Block Connection Stubs
Editing output columns
The control for the calculation block allows you to modify which columns exist, with what names, and in what order at the output of the block. New columns that are defined using calculations on columns available from the input (or other calculated columns within the calculation block) can be added.
The following buttons and controls allow for the definition of what columns will exist on the output of the calculation block;
Using functions and expressions in Datamartist
As a general rule, when a function used by Datamartist exists in MS Excel, Datamartist uses the same syntax. In this way, users of Excel should find many of the functions and expressions very familiar.
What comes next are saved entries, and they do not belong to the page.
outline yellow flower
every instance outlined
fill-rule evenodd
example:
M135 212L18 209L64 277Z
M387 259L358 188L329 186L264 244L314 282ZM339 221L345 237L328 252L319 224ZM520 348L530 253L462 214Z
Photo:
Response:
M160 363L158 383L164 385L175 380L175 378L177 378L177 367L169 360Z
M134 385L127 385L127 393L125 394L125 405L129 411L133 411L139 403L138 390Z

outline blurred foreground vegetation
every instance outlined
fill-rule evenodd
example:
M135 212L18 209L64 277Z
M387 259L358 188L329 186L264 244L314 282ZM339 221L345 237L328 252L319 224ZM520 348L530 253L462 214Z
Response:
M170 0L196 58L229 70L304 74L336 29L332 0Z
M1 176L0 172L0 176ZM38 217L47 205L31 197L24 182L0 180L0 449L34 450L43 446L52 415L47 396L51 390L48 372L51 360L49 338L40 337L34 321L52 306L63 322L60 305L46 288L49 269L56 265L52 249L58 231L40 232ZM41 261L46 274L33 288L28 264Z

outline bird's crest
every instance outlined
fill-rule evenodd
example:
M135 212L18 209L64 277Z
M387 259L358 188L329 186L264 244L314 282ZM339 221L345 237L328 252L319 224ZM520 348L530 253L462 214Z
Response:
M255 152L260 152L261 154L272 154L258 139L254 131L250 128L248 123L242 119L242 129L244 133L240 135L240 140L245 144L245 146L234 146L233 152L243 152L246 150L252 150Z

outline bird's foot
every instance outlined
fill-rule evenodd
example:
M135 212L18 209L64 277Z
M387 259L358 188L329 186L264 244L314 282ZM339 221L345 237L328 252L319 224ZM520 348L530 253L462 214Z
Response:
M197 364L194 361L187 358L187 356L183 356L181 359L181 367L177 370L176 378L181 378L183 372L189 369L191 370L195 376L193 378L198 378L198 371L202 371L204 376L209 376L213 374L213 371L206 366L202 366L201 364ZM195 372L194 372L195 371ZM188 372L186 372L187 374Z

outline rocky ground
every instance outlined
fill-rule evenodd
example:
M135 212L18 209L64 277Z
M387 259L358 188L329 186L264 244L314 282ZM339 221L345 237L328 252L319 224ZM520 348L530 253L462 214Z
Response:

Expressions are used in Datamartist in a number of blocks, but all follow the same syntax and in most cases use the same expression editor;
Using the expression editor
The expression can simply be typed into the expression pane, or by double clicking on either column names in the column picker, or functions or operators in the function reference pane, the expression will be inserted at the last location of the cursor.
[Colname] Columns are refered too using square brackets. Both columns from the input of the block, and columns that are created within the block can be used. In cases where an output column has the same name as an input column use [Original.ColName] to explicitly refer to the input column.
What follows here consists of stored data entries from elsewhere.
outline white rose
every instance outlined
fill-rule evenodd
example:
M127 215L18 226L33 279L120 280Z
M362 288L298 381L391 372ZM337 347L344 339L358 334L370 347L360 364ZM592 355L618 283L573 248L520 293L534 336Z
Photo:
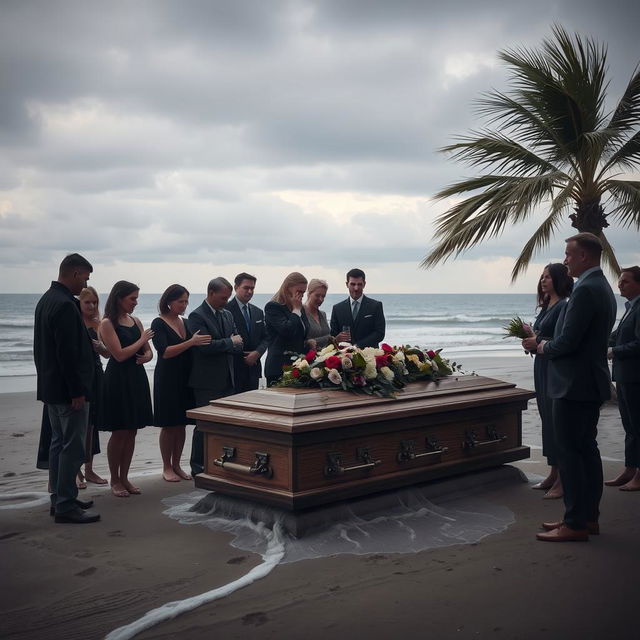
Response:
M391 369L389 369L389 367L381 367L380 368L380 373L387 379L387 380L393 380L393 371L391 371Z
M378 370L376 369L375 361L367 362L364 368L364 377L367 378L368 380L373 380L374 378L378 377Z
M404 362L404 351L396 351L393 359L398 362Z
M333 384L342 384L342 376L336 369L331 369L327 377Z
M320 367L313 367L313 369L309 371L309 375L313 380L320 380L320 378L324 376L324 370L320 369Z
M321 356L327 356L330 353L333 353L336 350L336 348L332 345L332 344L328 344L324 349L322 349L320 351Z
M293 366L296 369L300 369L301 371L303 371L303 370L309 368L309 363L304 358L302 358L302 359L298 360L297 362L294 362Z
M344 358L342 358L342 369L343 371L349 371L350 369L353 369L353 362L351 362L351 358L344 356Z

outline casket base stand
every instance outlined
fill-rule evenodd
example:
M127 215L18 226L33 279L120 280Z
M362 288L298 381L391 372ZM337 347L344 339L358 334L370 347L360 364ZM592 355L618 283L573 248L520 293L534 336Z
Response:
M423 500L426 499L443 506L461 495L470 498L492 486L504 487L523 482L526 483L527 478L520 469L502 465L299 511L271 507L212 491L201 498L191 511L227 520L246 518L254 524L262 523L269 529L273 529L278 523L290 536L301 538L308 532L323 531L336 523L348 522L354 517L368 520L379 515L387 515L399 505L411 508L415 504L418 509L424 507Z
M529 457L534 393L481 376L416 382L396 399L271 388L188 412L204 433L195 485L301 512Z

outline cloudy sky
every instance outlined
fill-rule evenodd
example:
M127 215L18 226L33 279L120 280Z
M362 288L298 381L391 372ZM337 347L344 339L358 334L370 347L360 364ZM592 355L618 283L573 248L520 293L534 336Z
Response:
M637 2L0 0L0 292L38 292L79 251L108 291L240 270L273 291L299 270L342 290L511 286L537 223L424 271L432 195L471 170L437 149L504 86L496 52L553 23L609 47L610 95L640 60ZM450 203L449 203L450 204ZM637 233L609 234L623 264Z

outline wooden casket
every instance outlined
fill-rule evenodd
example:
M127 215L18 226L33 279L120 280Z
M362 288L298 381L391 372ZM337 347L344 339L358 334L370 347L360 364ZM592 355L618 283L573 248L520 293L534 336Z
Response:
M298 511L529 457L534 393L479 376L416 382L393 398L262 389L188 412L204 432L197 487Z

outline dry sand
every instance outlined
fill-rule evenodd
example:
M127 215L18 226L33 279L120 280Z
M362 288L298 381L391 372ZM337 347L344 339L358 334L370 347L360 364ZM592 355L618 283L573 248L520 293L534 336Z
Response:
M462 359L481 375L532 388L522 356ZM34 469L41 407L32 392L0 395L0 492L42 492ZM545 473L535 402L523 417L532 458ZM190 483L160 477L157 430L139 433L133 472L143 495L117 499L89 485L99 523L55 525L46 505L0 508L3 638L103 638L150 609L223 586L261 563L231 536L163 515L162 500ZM622 466L622 427L607 404L600 421L605 476ZM106 447L106 435L102 441ZM188 457L188 452L185 459ZM106 457L95 460L106 474ZM633 605L640 572L640 492L606 488L602 535L587 544L535 540L561 501L527 484L489 486L482 499L510 509L515 523L478 543L420 553L338 555L277 566L224 599L163 622L137 638L622 638L637 635ZM0 506L6 506L6 502Z

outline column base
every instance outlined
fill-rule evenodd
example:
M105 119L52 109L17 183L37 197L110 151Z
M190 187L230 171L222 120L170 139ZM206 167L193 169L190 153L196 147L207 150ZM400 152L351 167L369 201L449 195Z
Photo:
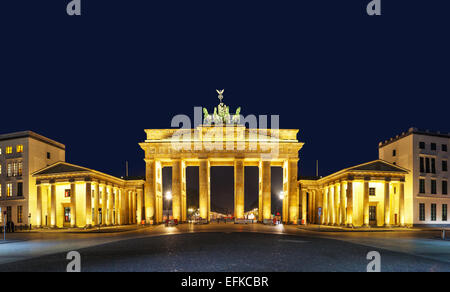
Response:
M385 227L385 228L391 228L392 225L391 225L391 224L384 224L384 227Z

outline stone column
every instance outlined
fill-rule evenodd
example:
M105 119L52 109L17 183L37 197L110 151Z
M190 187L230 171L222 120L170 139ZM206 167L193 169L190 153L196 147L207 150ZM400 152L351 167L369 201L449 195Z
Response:
M142 222L142 189L137 190L137 224Z
M50 225L52 228L55 228L57 226L57 218L56 218L56 185L55 183L52 183L50 186L50 206L51 206L51 214L50 214Z
M155 160L155 216L154 222L163 221L163 180L161 161Z
M70 183L70 226L77 226L77 187L75 182Z
M116 211L114 224L119 225L120 222L120 204L119 204L119 188L115 189L114 193L114 210Z
M210 163L207 159L200 159L199 167L199 207L200 217L210 220Z
M299 213L300 213L300 194L298 189L298 177L297 177L297 166L298 159L289 160L289 222L293 224L298 224ZM270 168L269 168L270 169ZM270 178L269 178L270 181ZM270 194L269 186L269 194Z
M331 186L327 187L328 189L328 224L333 225L334 218L334 205L333 205L333 189Z
M133 191L128 191L128 224L133 224Z
M108 186L107 187L108 193L107 193L107 208L108 208L108 212L106 213L106 225L112 225L112 214L113 214L113 189L112 187Z
M181 161L181 221L187 220L186 162Z
M364 180L363 219L364 226L369 226L369 179Z
M107 224L108 217L108 200L107 200L107 186L104 185L102 188L102 226Z
M119 193L120 204L120 225L125 225L125 190L120 189Z
M244 175L243 159L234 161L234 217L244 218Z
M289 161L283 162L283 211L282 221L284 224L289 223Z
M399 209L399 220L400 226L405 226L405 183L400 181L399 183L399 200L398 200L398 209Z
M384 182L384 225L387 227L391 224L391 197L389 194L389 182L390 178L386 178Z
M172 214L173 219L181 221L181 160L172 162Z
M40 228L42 227L42 188L40 184L37 185L36 200L36 226ZM0 216L3 216L3 214L0 214Z
M322 224L328 224L328 189L326 186L322 188L323 214Z
M346 212L345 212L345 192L344 192L344 182L341 181L340 187L339 187L340 193L341 193L341 202L339 204L340 207L340 223L341 225L345 225L346 222Z
M334 188L334 225L339 225L339 189L338 189L338 183L335 182L333 184L333 188Z
M156 177L155 177L155 161L145 160L145 222L150 224L151 219L157 219L155 214L156 202ZM156 221L156 220L155 220Z
M324 214L324 199L323 199L323 189L319 186L318 188L318 196L317 196L317 207L322 208L321 214L319 216L319 213L317 213L317 224L323 224L323 214Z
M347 226L353 227L353 182L347 181Z
M136 217L137 217L137 212L136 212L136 196L137 196L137 192L133 191L133 217L132 217L132 222L133 224L137 223Z
M98 208L100 208L100 184L97 183L95 185L95 193L94 193L94 218L93 222L94 225L99 225L99 215L98 215Z
M86 227L92 226L92 190L91 183L86 183Z
M258 221L263 222L263 192L262 192L262 165L259 163L258 167L259 176L258 176ZM288 195L287 193L285 196ZM289 216L287 216L289 218Z
M124 215L124 224L130 224L130 219L129 219L129 203L128 203L128 198L129 198L129 191L128 190L124 190L123 191L123 215Z
M306 224L307 212L306 212L306 196L307 192L302 190L302 222Z
M262 208L263 220L270 219L272 216L271 209L271 170L270 161L262 161Z

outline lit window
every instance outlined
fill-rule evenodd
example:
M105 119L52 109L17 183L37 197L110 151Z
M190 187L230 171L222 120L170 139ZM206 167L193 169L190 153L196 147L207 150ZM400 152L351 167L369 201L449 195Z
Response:
M425 142L419 142L419 148L425 149Z
M2 185L0 184L0 197L2 196ZM1 216L0 216L1 217Z
M447 204L442 204L442 221L447 221Z
M447 144L442 144L442 151L447 152ZM2 154L2 149L0 149L0 154Z
M13 163L13 176L17 176L19 173L19 168L17 167L17 162Z
M397 156L397 150L392 150L392 156Z
M23 168L23 165L22 165L22 161L21 161L21 162L19 162L19 176L22 176L22 168Z
M442 194L443 195L448 195L448 186L447 186L447 181L446 180L442 181Z
M23 152L23 145L17 145L16 152L17 153L22 153Z
M6 196L12 197L12 184L6 184Z
M444 145L442 145L442 146L444 146ZM446 145L447 146L447 145ZM2 148L0 148L0 155L2 155Z
M11 165L11 163L8 163L8 169L7 169L6 176L8 176L8 177L12 176L12 165Z
M447 160L442 160L442 171L447 171Z
M6 154L11 154L12 153L12 147L8 146L6 147Z
M436 150L436 143L431 143L431 150Z
M2 174L2 165L0 164L0 174Z
M369 196L375 196L375 188L369 188Z
M69 189L64 191L64 197L70 198L70 190Z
Datamartist is case insensitive
Datamartist does not take into account upper or lower case when comparing strings and this is also true for column names- COL1 is considered to have the same name as col1 and cOl1 and cOL1.
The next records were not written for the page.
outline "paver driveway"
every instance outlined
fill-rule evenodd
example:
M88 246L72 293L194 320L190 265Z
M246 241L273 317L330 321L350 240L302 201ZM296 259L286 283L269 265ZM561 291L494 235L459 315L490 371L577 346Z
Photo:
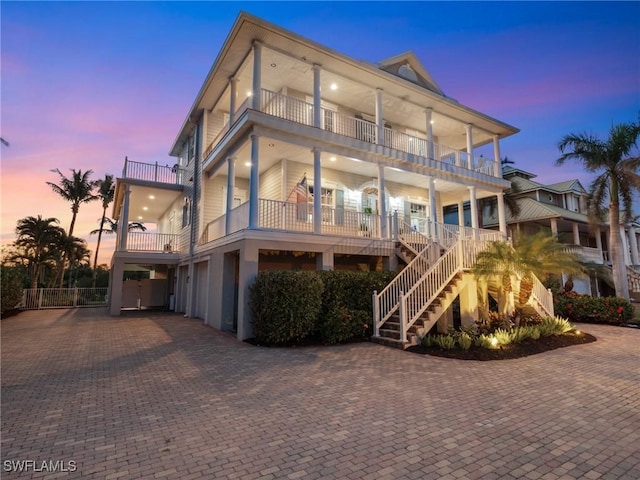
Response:
M637 480L640 331L583 327L598 341L464 362L25 312L2 321L2 478ZM8 472L25 460L76 470Z

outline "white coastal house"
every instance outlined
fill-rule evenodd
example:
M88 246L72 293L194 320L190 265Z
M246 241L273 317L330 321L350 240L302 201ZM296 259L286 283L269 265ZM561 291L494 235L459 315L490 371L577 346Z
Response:
M466 272L506 236L496 160L516 132L447 97L411 52L359 61L241 13L171 146L175 165L127 160L117 179L114 217L157 228L118 232L110 312L164 305L246 339L261 270L392 269L376 336L402 342L450 320L456 298L470 322ZM479 228L485 198L497 231ZM136 268L152 278L122 280ZM552 311L539 283L534 297Z

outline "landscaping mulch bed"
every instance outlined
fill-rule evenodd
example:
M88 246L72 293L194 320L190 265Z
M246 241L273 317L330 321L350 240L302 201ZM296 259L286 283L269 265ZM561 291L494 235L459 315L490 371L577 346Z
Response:
M521 343L503 345L496 349L472 346L469 350L463 350L461 348L442 350L438 347L427 348L422 345L414 345L407 348L406 351L422 355L434 355L436 357L457 358L458 360L507 360L595 341L596 337L588 333L580 333L579 335L575 333L565 333L564 335L540 337L538 340L527 339Z

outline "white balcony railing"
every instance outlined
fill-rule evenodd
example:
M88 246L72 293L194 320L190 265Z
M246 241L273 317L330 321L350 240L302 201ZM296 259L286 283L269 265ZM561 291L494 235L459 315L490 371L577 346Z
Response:
M169 167L168 165L158 165L158 162L142 163L125 158L122 178L133 178L148 182L180 183L181 169L177 165Z
M180 236L171 233L128 232L127 251L177 252Z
"string" string constants should be enclosed in quotes within an expression. The & operator is used to combine strings, just as in MS Excel.
Example: [First_Name] & " " & [Last_Name] would return the full name with a space between the first and last name if the block data contained the columns First_Name and Last_Name
Datamartist supports a number of date functions.
Because of its flexible data typing, dates are all treated as date times, and can be operated on by adding and subracting either whole or decimal days.
- 01/01/2007 - 1 = 31/12/2006
- 01/01/2007 + 0.5 = 01/01/2007 12:00:00 PM
- 01/01/2007 + 15 = 16/01/2007
- 01/01/2007 - 10/01/2006 = 92
The date format in the V1.0 version (this will become more configurable in future versions) is based on the Windows default culture setting. I.E. mm/dd/yyyy vs dd/mm/yyyy
Datamartist supports boolean logic using the same method as MS Excel, namely through the use of a series of functions;
- IF( Boolean Expression, Result if True, Result if False)
- AND(Boolean Expression 1,Boolean Expression 2,...)
- OR(Boolean Expression 1,Boolean Expression 2,...)
- NOT(Boolean Expression)
Data type flexibility
The Datamartist expression engine performs data type conversion in a similar fashion to spreadsheet engines, converting if possible rather than throwing an error. This makes it extreemly flexible particularly when dealing with data quality issues. Some examples:
- LEFT("test",3) returns "tes"
- LEFT("test","3") returns "tes" as well, alghough strictly speaking the LEFT function requires an integer.
- LEFT("test","3rd") returns an error
- LEFT("test",LEFT("3rd",1)) returns "tes"
- "What is 3 times 5? It is " & 3*5 returns "What is 3 times 5? It is 15"
- "Hello" + 3 returns an error. Hello cannot be converted to a number.
- "Hello" & 3 returns "Hello3". 3 can be converted to a string.
Data storage flexiblity in regards to data type.
Not only can expressions use data type flexibly, any given column in a datamartist data set can contain data of any data type. A column can hold strings, numbers, dates and boolean values. This is obviously useful when loading data from multiple data sources that might have different data types to start, and then cleaning them. For example, merging two data sets, where in one data set the field [Survey_Response] contains "Yes to survey" "No to survey" and another where the field is a boolean value, can be resolved with a nested IF statement- without any data type errors.